SAX Parser best practise

3 messages · Jan Hummel, Seth Falcon, Duncan Temple Lang

#
Dear All,

I have a question regarding best practise in setting up a XML parser
within R. 
Because I have files with more than 100 MB and I'm only interested in
some values I think a SAX-like parser using xmlEventParse() will be the
best solution.
Unfortunately the values I'm looking for, to construct some higher "mass
spectrum", are distributed over different lines: as <spectrum id="2">,
<mzArrayBinary>, <intenArrayBinary> <... name="MassToChargeRatio"
value="445.598999"/> (as one can see in the xml snip set)

I know the mechanism of using Event Handlers, as shown in the examples.
But what I'm looking for is, how can I use some "path information" as
mentioned in "addContext" parameter of xmlEventParse()? May somebody
share a example using "addContext = TRUE" and pointing me to the
variables I may use if I implement the "..." parameter within my
handlers.

Do I have to implement a "status machine" using some variables within my
handlers, or would one prefer to use the "state" parameter of
xmlEventParse()?

I would appreciate any assistance very much!
	Jan
#
Hi Jan,
On 20 Sep 2005, Hummel at mpimp-golm.mpg.de wrote:
I missed the xml snip, but I think I get the gist of your question.
I'm not familiar with the addContext arg and don't know whether or not
that provides another solution to your problem.

I do know that you can do what you want by writing "state machine"
code.  I played a little with using the state arg for this purpose,
but ran into some problems (sorry, no details in my memory banks).
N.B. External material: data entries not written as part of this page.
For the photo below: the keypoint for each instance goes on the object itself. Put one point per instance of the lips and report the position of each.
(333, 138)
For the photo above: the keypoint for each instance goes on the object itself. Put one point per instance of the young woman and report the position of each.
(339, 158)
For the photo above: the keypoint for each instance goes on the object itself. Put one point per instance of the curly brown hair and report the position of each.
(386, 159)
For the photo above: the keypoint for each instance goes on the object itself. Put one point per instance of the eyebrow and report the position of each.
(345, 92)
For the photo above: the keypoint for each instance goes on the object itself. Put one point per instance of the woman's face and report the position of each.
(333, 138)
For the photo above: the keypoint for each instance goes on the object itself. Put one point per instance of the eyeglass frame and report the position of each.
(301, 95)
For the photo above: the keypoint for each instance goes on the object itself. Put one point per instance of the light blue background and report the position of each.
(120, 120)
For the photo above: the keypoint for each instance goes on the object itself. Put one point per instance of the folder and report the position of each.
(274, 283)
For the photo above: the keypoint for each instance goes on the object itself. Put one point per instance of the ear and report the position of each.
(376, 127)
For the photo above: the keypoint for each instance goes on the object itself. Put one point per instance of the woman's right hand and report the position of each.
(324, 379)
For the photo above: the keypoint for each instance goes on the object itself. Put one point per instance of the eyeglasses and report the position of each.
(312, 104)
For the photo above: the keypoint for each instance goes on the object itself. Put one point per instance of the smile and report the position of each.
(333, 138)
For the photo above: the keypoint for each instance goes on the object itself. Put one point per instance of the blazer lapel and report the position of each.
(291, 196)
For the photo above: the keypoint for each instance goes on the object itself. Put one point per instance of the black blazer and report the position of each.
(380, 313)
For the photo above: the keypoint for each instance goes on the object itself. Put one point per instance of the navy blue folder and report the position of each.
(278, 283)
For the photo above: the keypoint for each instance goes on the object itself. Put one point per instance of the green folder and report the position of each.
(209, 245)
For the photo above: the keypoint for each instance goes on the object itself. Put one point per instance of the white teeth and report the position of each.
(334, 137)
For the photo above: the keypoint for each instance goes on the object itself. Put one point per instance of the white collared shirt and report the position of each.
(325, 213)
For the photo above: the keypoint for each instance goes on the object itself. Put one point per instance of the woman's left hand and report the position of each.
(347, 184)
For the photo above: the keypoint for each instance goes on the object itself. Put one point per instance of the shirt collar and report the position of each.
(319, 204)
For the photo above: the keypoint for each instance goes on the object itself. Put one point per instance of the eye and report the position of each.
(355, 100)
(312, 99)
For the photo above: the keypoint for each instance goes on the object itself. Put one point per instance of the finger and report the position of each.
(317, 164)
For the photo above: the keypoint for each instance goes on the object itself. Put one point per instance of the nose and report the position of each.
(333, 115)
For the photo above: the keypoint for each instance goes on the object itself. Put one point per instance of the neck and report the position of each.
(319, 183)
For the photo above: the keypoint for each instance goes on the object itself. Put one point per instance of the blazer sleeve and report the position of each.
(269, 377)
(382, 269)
There is an example of the state approach in Bioconductor's AnnBuilder
package.  See R/GO.R.  It isn't the prettiest or best example, but
maybe it will help get you going.

The general approach is to use '<<-' to reach up a level and set the
state variables from inside the tag handlers.

HTH,

+ seth
#
Jan Hummel wrote:
The addContext was an attempt to provide contextual information,
but it is not obvious how to do this efficiently. And of course
efficiency is the name of the game with the SAX model.
If we wanted to know path information for the node, we would have
to build this and that would slow things down. There are no nodes
in the SAX world as we don't build the tree in any way.
So the addContext currently doesn't do much. It is there
as a hook that we can use if we want in the future.
But you can do anything you need in the R code.
As Seth mentioned in his reply, you can use state in your R handler 
functions to determine where you are.  You can maintain a "stack"
to determine the exact path of the current "node" in the
startElement() handler and pop the name in the endElement() handler.

The difference between maintaining state via environments/local 
persisten scope (using <<- in Seth's mail) and using the state argument
is more of a personal preference in R.  The state argument was added
for S-Plus since it does not support environments.  Using the state
argument might save an epsilon amount of time, but it is hopefully
neglible.

BTW, do you have a schema for the XML document you are working on?